Occasionally, perhaps under special circumstances, meetings "come together" and "take off" as if by magic. It might be called serendipity. There is very little indication of why this comes about or how it is to be described objectively. It can happen when every care has been put into arranging the meeting and selecting the participants, or it can happen under extremely non-ideal circumstances. The following notes indicate some possible directions for further reflection on the question.

1. Indirection

In such a case there seems to be a strength in defining the central point of focus by discussions which use it as an unspoken reference point. The totality of tangential dialogues is then facilitated by this approach, whereas "going to the heart of the matter", and efforts to render it explicit, effectively only introduce perturbation and fragmentation. (Note that non-directiveness, being the non-imposition of a line of discussion, is only loosely related to indirection in this sense).

2. Paradox

There usually seems to be a strong element of paradox in such cases, or at least a tolerance of it and a suspension of judgement. (The meeting could almost be considered a collective reflection on a Zen koan).

3. Incompatibility

Associated with paradox is a context which permits incompatible perspectives to be "bracketed" and held in complementary juxtaposition. It is the shared attitude underlying this contextual awareness which provides a subtle interface between the perspectives.

4. Attunement

The magic tends to occur when participants are attuned to each other or empathize with each other, possibly stimulated by a quota of antipathy which provokes a search for a more fundamental level of harmony (cf the use of this concept in certain group meditation techniques).

5. "Chemistry"

As in the previous point, when the right mix of participants is present, they react in unpredictable ways to produce interesting transformation for all concerned. (The "recipe" analogy may also be used).

6. Aesthetic elegance

There seems to be a special economy and proportion of structure and process which can only be described in aesthetic terms.

7. Drama

Relating to the previous point, there is often a sense of evolving and mounting drama, engendering appropriate events at each stage.
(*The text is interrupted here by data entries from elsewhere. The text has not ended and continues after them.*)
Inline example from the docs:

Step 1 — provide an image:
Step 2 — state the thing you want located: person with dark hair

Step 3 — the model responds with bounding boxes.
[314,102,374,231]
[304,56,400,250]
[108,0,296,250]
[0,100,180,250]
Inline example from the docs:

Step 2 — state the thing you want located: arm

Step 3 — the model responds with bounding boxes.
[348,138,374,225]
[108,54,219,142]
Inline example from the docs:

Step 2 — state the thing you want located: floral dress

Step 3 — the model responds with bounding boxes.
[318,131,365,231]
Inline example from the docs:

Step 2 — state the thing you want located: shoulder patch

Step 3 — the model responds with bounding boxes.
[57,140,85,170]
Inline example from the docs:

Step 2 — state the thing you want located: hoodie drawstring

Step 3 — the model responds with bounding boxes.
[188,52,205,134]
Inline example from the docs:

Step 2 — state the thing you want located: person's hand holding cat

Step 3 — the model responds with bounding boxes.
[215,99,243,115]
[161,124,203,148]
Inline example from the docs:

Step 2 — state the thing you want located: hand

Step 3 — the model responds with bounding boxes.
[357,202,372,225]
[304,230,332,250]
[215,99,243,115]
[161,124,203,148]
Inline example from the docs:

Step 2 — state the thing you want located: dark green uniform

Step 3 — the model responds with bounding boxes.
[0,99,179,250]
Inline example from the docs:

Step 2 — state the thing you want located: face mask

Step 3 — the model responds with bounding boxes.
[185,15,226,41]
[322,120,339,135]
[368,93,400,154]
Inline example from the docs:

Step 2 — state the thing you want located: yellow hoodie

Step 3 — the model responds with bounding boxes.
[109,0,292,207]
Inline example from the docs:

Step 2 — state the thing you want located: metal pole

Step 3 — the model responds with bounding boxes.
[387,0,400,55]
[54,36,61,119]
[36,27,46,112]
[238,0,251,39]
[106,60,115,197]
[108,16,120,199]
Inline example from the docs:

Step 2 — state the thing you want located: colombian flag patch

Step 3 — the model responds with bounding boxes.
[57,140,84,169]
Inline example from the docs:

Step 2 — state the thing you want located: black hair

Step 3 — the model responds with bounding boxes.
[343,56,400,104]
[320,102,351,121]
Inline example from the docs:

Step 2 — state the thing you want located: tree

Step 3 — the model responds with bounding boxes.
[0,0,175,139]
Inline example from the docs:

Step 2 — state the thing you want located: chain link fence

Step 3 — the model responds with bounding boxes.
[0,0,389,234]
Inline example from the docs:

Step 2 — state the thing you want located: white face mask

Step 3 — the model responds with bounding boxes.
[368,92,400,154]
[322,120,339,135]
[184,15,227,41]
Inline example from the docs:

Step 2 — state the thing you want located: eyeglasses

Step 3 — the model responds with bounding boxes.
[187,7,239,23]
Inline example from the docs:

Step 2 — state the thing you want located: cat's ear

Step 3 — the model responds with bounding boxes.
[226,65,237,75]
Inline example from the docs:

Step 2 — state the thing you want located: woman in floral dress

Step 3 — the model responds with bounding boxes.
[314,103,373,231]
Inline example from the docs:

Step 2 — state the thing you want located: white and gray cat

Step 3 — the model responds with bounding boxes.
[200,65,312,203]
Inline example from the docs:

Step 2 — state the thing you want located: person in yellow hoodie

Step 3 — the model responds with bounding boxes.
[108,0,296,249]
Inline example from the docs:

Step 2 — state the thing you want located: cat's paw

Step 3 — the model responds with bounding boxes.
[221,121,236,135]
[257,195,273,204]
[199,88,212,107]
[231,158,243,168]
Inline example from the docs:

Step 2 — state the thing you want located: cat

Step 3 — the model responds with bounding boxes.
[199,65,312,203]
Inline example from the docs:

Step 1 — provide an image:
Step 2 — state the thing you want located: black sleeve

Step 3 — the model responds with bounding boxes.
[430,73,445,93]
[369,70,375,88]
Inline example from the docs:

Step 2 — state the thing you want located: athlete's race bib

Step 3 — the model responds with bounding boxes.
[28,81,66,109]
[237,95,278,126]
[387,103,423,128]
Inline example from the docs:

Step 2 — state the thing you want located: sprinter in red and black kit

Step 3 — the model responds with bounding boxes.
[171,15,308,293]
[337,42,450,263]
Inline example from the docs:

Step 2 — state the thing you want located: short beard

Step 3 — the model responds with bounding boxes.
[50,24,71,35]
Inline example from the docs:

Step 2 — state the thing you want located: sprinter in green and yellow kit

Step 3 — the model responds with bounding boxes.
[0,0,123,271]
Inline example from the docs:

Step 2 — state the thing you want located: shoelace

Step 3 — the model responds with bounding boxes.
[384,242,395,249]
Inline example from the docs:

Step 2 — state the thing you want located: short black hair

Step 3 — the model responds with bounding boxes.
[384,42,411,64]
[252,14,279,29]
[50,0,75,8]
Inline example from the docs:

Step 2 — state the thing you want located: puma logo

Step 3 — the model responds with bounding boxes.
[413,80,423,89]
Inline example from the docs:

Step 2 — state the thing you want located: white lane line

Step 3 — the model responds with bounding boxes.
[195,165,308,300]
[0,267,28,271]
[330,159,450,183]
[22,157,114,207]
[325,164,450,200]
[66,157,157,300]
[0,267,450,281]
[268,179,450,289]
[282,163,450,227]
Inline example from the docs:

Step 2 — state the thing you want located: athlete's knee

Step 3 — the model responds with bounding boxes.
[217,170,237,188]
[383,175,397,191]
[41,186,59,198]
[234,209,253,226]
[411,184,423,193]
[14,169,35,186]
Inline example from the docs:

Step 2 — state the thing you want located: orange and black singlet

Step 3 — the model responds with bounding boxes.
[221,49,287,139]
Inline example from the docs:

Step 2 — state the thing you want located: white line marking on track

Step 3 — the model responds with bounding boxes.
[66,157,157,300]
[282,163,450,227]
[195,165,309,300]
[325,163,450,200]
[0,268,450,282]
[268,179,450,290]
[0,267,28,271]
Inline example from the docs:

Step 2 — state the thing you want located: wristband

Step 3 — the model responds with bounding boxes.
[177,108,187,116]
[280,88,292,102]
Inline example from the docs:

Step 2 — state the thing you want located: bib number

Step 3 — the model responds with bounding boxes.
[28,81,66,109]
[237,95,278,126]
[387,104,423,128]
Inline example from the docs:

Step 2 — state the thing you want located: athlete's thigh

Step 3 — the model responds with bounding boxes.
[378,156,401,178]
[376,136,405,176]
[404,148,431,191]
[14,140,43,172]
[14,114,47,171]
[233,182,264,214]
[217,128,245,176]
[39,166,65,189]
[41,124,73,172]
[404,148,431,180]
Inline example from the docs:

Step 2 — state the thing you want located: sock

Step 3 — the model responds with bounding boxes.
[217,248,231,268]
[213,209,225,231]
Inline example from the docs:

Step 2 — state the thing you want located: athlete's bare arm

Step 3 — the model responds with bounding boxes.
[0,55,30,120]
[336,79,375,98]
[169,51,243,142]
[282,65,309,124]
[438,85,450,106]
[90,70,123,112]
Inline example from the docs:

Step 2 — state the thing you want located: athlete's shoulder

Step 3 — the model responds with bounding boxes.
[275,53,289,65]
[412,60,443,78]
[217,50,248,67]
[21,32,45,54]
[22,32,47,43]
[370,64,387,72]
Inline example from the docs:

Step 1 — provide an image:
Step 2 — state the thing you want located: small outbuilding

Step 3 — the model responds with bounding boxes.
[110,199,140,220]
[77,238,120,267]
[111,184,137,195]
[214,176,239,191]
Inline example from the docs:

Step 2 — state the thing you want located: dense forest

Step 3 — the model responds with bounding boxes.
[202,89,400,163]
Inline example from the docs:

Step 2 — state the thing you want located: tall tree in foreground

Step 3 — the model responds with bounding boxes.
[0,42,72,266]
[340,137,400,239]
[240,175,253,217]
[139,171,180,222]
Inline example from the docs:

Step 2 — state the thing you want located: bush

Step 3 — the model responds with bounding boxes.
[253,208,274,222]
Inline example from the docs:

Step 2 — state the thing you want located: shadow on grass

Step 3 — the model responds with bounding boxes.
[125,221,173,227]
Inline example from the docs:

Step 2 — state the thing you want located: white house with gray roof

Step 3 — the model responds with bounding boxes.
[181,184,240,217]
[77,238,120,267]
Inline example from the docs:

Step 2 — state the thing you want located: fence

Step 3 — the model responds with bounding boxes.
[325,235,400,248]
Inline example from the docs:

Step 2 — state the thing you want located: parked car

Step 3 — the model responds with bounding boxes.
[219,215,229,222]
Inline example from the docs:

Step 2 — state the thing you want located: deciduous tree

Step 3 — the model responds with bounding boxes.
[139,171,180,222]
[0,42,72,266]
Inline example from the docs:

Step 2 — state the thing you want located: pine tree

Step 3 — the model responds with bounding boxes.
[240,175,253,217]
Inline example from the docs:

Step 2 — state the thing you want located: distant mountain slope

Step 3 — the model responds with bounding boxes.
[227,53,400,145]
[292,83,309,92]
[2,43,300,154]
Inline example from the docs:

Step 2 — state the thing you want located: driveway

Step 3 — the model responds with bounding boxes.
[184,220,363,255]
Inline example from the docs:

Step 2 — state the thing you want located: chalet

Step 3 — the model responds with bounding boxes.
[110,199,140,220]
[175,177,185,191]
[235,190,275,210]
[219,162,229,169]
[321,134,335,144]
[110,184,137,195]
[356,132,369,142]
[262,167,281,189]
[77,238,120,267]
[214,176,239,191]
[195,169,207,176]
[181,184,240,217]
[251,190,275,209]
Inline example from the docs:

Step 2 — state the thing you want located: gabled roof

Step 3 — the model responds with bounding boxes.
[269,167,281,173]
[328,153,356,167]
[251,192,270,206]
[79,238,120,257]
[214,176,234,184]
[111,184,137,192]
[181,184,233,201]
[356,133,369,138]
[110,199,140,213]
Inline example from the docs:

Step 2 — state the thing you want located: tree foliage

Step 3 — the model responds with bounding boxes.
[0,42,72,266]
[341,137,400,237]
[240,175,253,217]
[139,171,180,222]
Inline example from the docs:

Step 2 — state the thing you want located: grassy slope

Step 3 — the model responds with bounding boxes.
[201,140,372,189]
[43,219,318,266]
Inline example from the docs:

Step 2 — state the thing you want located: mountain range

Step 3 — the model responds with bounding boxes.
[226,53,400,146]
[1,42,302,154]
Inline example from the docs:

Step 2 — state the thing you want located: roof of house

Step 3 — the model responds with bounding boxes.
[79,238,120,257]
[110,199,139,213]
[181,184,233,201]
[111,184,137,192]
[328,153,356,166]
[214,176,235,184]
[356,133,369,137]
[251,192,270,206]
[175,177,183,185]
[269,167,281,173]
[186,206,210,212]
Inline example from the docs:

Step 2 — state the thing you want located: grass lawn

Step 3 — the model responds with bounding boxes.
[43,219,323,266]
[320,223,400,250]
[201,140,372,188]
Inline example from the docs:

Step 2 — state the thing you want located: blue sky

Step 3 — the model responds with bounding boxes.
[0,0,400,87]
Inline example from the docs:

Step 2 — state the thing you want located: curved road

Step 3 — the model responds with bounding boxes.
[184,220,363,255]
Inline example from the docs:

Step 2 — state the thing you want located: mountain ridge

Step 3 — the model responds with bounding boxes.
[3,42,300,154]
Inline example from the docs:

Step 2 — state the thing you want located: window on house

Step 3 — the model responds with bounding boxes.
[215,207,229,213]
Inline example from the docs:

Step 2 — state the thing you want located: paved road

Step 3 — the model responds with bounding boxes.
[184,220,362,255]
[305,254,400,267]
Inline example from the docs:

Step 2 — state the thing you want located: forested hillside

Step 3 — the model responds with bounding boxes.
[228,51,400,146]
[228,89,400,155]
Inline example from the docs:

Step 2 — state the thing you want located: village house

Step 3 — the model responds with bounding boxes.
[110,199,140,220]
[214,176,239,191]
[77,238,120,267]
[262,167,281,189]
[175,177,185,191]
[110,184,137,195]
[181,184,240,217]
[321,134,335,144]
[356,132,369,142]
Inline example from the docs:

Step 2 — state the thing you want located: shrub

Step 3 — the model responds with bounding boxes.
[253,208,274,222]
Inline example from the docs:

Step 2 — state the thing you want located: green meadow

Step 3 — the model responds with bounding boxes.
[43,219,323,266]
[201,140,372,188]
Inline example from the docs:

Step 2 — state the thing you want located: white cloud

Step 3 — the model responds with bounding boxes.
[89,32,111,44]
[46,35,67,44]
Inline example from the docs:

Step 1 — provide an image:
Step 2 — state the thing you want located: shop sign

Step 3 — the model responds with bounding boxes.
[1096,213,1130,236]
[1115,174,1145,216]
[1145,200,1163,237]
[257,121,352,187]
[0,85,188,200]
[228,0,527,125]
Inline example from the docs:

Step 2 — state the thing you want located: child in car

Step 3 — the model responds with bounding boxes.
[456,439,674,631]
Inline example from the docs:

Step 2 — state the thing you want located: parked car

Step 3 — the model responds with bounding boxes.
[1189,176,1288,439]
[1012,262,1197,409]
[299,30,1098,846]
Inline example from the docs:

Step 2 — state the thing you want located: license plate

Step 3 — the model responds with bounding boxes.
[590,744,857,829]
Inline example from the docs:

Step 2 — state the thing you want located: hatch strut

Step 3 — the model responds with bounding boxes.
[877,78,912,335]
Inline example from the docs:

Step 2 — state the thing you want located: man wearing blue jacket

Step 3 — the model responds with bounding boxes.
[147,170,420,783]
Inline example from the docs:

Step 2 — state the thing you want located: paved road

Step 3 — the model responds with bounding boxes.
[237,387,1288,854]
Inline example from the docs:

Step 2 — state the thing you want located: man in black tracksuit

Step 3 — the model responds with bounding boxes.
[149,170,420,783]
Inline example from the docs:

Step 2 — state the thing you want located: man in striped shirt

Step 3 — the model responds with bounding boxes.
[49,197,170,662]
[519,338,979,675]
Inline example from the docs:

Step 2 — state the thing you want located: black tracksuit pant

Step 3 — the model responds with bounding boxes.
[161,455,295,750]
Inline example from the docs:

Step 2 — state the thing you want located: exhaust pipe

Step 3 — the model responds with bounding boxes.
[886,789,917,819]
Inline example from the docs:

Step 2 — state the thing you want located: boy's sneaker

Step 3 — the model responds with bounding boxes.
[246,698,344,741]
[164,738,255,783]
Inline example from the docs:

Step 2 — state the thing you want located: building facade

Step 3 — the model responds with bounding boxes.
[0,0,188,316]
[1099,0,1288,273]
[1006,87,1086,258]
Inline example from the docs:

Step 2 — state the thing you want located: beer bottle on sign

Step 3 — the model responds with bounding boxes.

There is a collective awareness of how each event is charged with significance.

8. "Invisible hand"

Relating to the previous point, at certain moments events seem to be guided by an unseen hand, so well do they emerge spontaneously and fall into place unplanned. There is a strange "rightness" to the flow of events.

9. Non-action

During the course of such meetings, deliberate actions usually tend to be of less significance or else their significance emerges totally transformed in relation to the original intent. The more participants can approximate to the Taoist attitude of non-action, the better the event for all concerned (cf the adage: "Don't push the river. Guide the canoe").

10. Non-conscious

Relating to the previous point, participant appreciation of the event depends on ability to "let go" and "flow with the stream of things". This seems to call upon instinctual and intuitive aspects of personality, appropriately blended by the participant (cf the Japanese concept of hara). It should perhaps be contrasted with unconsciousness and "stream of consciousness" monologue.

11. Humorously quixotic

In contrast to the heavy quality of conventional meetings, such events have an underlying thread of humour strangely blended with wisdom (cf the Sufi tales of Nasruddin). This also serves as a very powerful and rapid means of conveying an explanation.

12. Innocence

The flow of such events tends to evoke a childlike innocence and sense of wonder in participants, which is to be contrasted in conventional meetings with the defensive attitude towards ignorance, a pervasive cynicism, and childishness under certain circumstances.

13. Magical shifts of perspective

Characteristically in such meetings, apparently insignificant events brought about in an unforeseen manner can trigger major shifts of perspective (cf the Zen tales concerning achievement of satori).